Serverless Observability with AWS Lambda Powertools and CloudWatch

·Nov 13, 2025·

7 min read

Your Lambda function failed at 3 AM. Your production environment is down. You need to go through 347 CloudWatch log streams. The error is "An error occurred." This is the entire error message.

Ring any bells? This is where traditional logging stops being useful, and what you really want is observability, not logging, in debugging a distributed system.

The Three Pillars of Observability

There are only

Logs: What happened
Metrics: How much, how many
Traces: Where & why

The CloudWatch provides you with infrastructure.

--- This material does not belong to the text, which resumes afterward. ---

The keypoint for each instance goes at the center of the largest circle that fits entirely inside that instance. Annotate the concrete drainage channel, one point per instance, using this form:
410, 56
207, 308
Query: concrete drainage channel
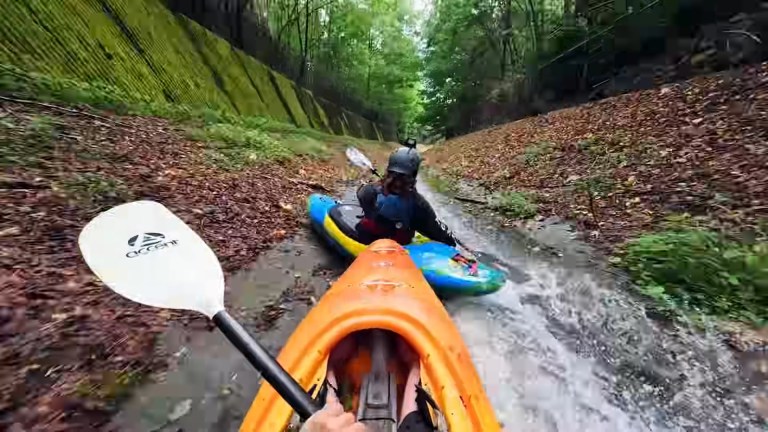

The Powertools provide you with patterns.

AWS Lambda Powertools

The Swiss Army Knife

Powertools is an open-source library (in Python, TypeScript, Java, .NET) which implements best practices for serverless observability functionalities by default.

Main points:

Structured JSON Logging with Correlation IDs
Custom metrics using CloudWatch EMF (Embedded Metric Format)
Subsegment tracing by X-ray
Event validation and parsing
Idempotency
Parameter handling and passing
Secrets management

Based on 300 billion Lambda function calls every week (as reported by AWS), Powertools is proven.

Installation & Setup

Python

# Install Powertools
pip install "aws-lambda-powertools[all]"

# Or use Lambda Layer
# Layer ARN: arn:aws:lambda:REGION:017000801446:layer:AWSLambdaPowertoolsPythonV3-python312-arm64:1

CDK setup:

import * as lambda from 'aws-cdk-lib/aws-lambda';

const powertoolsLayer = lambda.LayerVersion.fromLayerVersionArn(
  this,
  'PowertoolsLayer',
  `arn:aws:lambda:${this.region}:017000801446:layer:AWSLambdaPowertoolsPythonV3-python312-arm64:1`
);

const func = new lambda.Function(this, 'Function', {
  runtime: lambda.Runtime.PYTHON_3_12,
  handler: 'index.handler',
  code: lambda.Code.fromAsset('lambda'),
  layers: [powertoolsLayer],
  environment: {
    POWERTOOLS_SERVICE_NAME: 'order-service',
    POWERTOOLS_METRICS_NAMESPACE: 'MyApp',
    LOG_LEVEL: 'INFO',
  },
});

Pillar 1: Structured Logging

Before (Traditional Logging)

import logging
import json

logger = logging.getLogger()
logger.setLevel(logging.INFO)

def lambda_handler(event, context):
    logger.info("Processing order")
    order_id = event['orderId']
    logger.info(f"Order ID: {order_id}")

    try:
        process_order(order_id)
        logger.info("Order processed successfully")
    except Exception as e:
        logger.error(f"Error: {str(e)}")
        raise

# Output (hard to query):
# [INFO] Processing order
# [INFO] Order ID: ORD-12345
# [INFO] Order processed successfully

After (Powertools Structured Logging)

from aws_lambda_powertools import Logger
from aws_lambda_powertools.utilities.typing import LambdaContext

logger = Logger(service="order-service")

@logger.inject_lambda_context(correlation_id_path="headers.x-correlation-id")
def lambda_handler(event: dict, context: LambdaContext) -> dict:
    logger.info("Processing order", extra={
        "order_id": event['orderId'],
        "customer_id": event['customerId'],
        "amount": event['amount']
    })

    try:
        result = process_order(event)
        logger.info("Order processed", extra={"result": result})
        return result
    except ValidationError as e:
        logger.error("Validation failed", extra={"error": str(e)})
        raise
    except Exception as e:
        logger.exception("Processing failed")
        raise

# Output (structured JSON):
# {
#   "level": "INFO",
#   "location": "lambda_handler:12",
#   "message": "Processing order",
#   "timestamp": "2025-11-14T10:30:00.123Z",
#   "service": "order-service",
#   "cold_start": true,
#   "function_name": "order-processor",
#   "function_arn": "arn:aws:lambda:us-east-1:123:function:order-processor",
#   "function_request_id": "abc-123",
#   "correlation_id": "xyz-789",
#   "order_id": "ORD-12345",
#   "customer_id": "CUST-456",
#   "amount": 99.99
# }

Advanced Logging Patterns

Append persistent keys:

logger = Logger(service="payment-service")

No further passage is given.